Jackie Robinson was the first to break the color barrier in Major League Baseball, but Larry Doby wasn’t far behind.
Doby, who was born in Camden and lived there until he was 14, became the first black player to play in the American League when he joined the Cleveland Indians on July 5, 1947. His appearance came 11 weeks after Robinson joined the Brooklyn Dodgers in the National League.
“Very tough,” Doby told reporters of his experience in the majors. “I’d never faced any circumstances like that. Teammates were lined up and some would greet you and some wouldn’t. You could deal with it, but it was hard.”
Doby, who died in 2003, was a seven-time all-star and spent 13 seasons in the majors with the Indians, Chicago White Sox and Detroit Tigers. He hit .283 with 253 homers and 969 RBI and was voted into the Hall of Fame by the Veterans Committee in 1998. The Indians retired his No. 14 jersey in 1994.
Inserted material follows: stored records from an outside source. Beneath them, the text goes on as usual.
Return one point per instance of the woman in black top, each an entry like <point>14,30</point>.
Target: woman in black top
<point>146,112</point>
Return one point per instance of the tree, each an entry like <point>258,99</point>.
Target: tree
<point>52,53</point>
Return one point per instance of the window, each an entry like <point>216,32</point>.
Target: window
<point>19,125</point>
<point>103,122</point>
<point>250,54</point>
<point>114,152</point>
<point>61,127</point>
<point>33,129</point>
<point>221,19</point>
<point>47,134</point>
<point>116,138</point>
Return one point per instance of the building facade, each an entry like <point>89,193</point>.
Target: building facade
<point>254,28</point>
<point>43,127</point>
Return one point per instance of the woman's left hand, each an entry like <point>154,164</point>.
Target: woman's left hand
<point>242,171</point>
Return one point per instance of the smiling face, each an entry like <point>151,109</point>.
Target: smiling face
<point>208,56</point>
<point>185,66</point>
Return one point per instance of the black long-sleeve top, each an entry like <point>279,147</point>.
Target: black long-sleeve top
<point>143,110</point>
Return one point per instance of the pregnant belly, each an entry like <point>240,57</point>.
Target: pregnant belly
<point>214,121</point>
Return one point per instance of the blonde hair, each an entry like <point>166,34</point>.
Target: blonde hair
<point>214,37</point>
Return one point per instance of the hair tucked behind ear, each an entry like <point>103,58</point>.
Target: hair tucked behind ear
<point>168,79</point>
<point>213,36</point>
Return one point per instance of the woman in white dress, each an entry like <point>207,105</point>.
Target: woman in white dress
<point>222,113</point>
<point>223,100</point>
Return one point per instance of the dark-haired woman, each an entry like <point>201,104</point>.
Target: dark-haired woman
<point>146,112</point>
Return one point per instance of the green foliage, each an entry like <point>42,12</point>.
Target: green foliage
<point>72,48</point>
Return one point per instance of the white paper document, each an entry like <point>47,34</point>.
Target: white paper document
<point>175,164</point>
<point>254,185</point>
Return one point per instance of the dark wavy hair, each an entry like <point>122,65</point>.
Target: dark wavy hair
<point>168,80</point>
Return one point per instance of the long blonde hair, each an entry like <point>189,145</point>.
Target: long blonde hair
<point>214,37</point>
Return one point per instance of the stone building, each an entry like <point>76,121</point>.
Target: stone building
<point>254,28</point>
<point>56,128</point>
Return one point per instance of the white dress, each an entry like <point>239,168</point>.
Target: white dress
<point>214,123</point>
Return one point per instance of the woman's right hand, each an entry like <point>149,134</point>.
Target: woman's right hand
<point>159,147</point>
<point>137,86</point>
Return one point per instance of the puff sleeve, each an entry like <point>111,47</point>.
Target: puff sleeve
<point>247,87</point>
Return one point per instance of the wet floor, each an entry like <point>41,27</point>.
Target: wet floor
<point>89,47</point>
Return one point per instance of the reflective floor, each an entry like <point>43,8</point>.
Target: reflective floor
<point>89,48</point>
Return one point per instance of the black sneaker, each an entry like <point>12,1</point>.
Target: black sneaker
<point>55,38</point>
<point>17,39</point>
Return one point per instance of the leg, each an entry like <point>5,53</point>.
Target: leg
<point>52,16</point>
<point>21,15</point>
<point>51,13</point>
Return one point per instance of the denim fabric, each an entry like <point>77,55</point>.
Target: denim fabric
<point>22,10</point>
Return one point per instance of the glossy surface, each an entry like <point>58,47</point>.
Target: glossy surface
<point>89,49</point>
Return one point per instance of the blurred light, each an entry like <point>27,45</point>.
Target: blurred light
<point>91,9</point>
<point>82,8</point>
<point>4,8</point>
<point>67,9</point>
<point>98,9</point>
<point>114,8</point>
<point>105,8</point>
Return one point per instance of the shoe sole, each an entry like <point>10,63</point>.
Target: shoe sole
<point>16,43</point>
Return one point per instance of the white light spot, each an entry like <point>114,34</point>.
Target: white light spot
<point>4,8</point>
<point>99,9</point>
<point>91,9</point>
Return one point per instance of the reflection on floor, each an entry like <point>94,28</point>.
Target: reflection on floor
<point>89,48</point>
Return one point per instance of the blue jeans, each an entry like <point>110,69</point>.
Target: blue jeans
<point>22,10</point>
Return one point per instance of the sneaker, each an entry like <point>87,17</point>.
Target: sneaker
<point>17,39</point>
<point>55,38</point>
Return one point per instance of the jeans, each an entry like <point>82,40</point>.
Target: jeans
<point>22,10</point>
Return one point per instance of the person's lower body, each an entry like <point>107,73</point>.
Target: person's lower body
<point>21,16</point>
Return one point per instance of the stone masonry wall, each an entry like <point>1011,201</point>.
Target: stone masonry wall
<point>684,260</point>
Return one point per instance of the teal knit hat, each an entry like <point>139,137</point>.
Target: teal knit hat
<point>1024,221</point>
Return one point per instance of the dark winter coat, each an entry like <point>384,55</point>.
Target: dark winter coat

After his playing career ended, Doby worked in the front office with the Indians and Montreal Expos and was a manager for one season with the White Sox. He also worked in the MLB commissioner’s office.
In his hometown of Camden, there are baseball fields named after him, and a statue of him was unveiled in 2013. The U.S. Postal Service issued a commemorative stamp of him in 2012.